Il sollicita la bénédiction en se pliant en un demi-salut de courtisan, baisa la main maigre du prieur de San Marco et parla latin avec d’élégantes tournures de phrases cicéroniennes, exposant et développant lentement, dignement ses propositions. Il commença par ce que, dans les règles oratoires, on appelle « la recherche de l’attention » ; il loua la gloire du prédicateur florentin, puis attaqua le sujet : le Saint-Père, bien que justement irrité des refus réitérés du frère Savonarole de se présenter à Rome, mais plein de zèle ardent pour le bien de l’Église, pour l’union de tous les catholiques, pour la paix du monde, désirant non la perte mais le salut de son troupeau, avait exprimé l’idée possible, dans le cas où Savonarole se repentirait, de lui rendre ses faveurs.

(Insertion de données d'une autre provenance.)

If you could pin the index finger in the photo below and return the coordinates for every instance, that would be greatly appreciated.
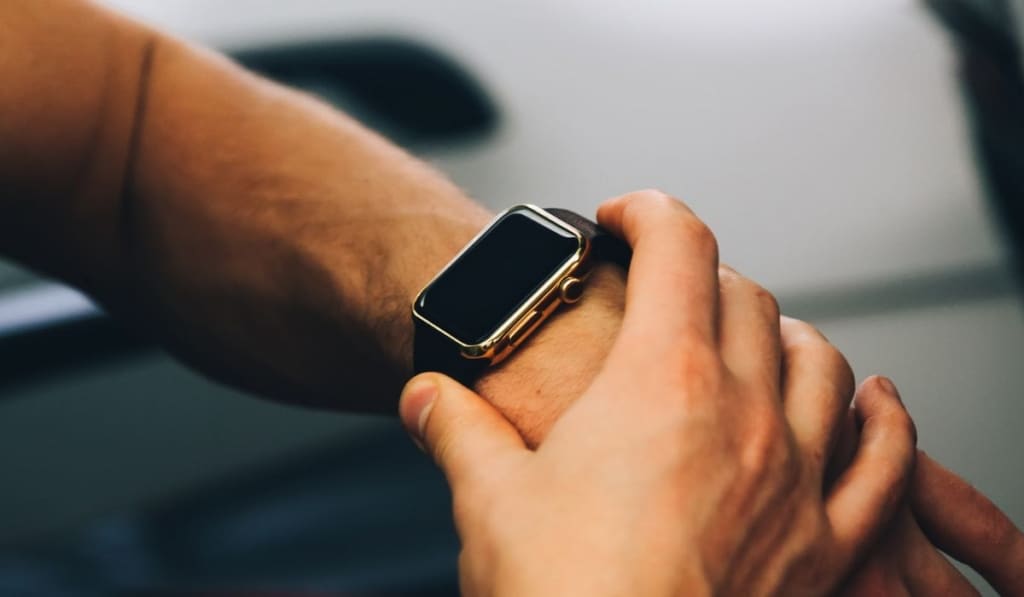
(672, 291)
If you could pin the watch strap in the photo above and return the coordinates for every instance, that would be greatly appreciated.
(604, 245)
(435, 351)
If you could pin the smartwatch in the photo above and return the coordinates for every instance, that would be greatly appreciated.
(511, 278)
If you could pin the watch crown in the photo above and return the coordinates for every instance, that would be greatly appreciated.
(570, 290)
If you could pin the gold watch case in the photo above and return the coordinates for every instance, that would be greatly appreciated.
(561, 287)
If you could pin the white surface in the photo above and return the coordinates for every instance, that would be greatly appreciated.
(823, 140)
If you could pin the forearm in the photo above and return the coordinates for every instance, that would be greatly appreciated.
(278, 245)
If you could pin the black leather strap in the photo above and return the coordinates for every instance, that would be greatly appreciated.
(604, 246)
(434, 351)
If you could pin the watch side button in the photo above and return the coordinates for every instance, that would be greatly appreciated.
(523, 328)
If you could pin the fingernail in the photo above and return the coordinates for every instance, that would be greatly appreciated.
(418, 399)
(889, 387)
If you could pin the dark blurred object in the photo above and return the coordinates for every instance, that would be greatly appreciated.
(992, 82)
(62, 346)
(364, 517)
(407, 90)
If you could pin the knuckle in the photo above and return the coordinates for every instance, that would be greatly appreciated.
(768, 302)
(700, 237)
(837, 366)
(764, 449)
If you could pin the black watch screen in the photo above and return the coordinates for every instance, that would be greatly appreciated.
(496, 274)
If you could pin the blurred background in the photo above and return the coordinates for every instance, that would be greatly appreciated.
(862, 160)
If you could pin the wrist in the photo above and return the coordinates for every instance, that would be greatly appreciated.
(540, 380)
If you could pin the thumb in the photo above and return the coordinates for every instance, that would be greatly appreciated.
(461, 430)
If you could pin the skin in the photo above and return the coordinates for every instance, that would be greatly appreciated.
(130, 158)
(698, 449)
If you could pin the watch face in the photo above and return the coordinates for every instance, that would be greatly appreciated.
(495, 275)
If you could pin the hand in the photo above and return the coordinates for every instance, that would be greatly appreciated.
(957, 518)
(679, 470)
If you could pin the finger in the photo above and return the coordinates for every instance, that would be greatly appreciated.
(817, 387)
(963, 522)
(845, 448)
(749, 329)
(868, 493)
(933, 574)
(465, 435)
(672, 291)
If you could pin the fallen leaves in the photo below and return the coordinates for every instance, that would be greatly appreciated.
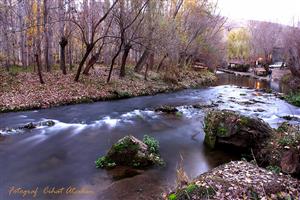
(24, 92)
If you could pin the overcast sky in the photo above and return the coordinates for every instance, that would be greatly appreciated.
(280, 11)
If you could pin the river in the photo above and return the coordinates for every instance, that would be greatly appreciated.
(50, 158)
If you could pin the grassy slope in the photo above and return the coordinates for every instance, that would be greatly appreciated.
(21, 90)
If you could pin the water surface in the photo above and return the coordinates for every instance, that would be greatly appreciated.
(64, 155)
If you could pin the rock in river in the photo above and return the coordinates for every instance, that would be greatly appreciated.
(230, 129)
(167, 109)
(130, 151)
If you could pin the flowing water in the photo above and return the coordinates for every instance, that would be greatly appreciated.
(50, 158)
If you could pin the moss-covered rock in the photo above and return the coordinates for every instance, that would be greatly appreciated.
(282, 150)
(238, 180)
(33, 125)
(129, 151)
(232, 129)
(167, 109)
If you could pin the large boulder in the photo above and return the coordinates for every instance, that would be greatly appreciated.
(230, 129)
(238, 180)
(282, 150)
(167, 109)
(130, 151)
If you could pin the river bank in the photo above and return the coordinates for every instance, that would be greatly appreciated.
(239, 180)
(23, 91)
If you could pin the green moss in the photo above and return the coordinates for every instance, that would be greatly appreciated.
(274, 169)
(172, 197)
(222, 131)
(179, 114)
(104, 162)
(286, 78)
(284, 127)
(195, 190)
(293, 98)
(244, 121)
(191, 188)
(286, 141)
(152, 143)
(125, 144)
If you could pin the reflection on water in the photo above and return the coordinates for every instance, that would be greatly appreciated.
(64, 155)
(231, 79)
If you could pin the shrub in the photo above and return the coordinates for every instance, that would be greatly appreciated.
(293, 98)
(274, 169)
(172, 197)
(152, 143)
(103, 162)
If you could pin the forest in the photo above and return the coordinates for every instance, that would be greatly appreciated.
(148, 99)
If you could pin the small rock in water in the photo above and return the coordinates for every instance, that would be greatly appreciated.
(131, 152)
(167, 109)
(259, 110)
(33, 125)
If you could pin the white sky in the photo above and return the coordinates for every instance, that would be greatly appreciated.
(280, 11)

Le moine leva les yeux et dit :

— Messer, selon votre avis, le Très Saint-Père croit-il en Dieu ?

Ricciardo ne répondit pas, comme s’il n’avait pas entendu la demande indiscrète, et de nouveau reprit son discours, insinuant que la barrette cardinalice pourrait bien coiffer le front de Savonarole, une fois sa soumission faite, et, après s’être incliné vivement vers le moine, dont il touchait du doigt la main, il ajouta avec un sourire captivant :

— Un mot, frère Savonarole, rien qu’un mot ; et la barrette est à vous !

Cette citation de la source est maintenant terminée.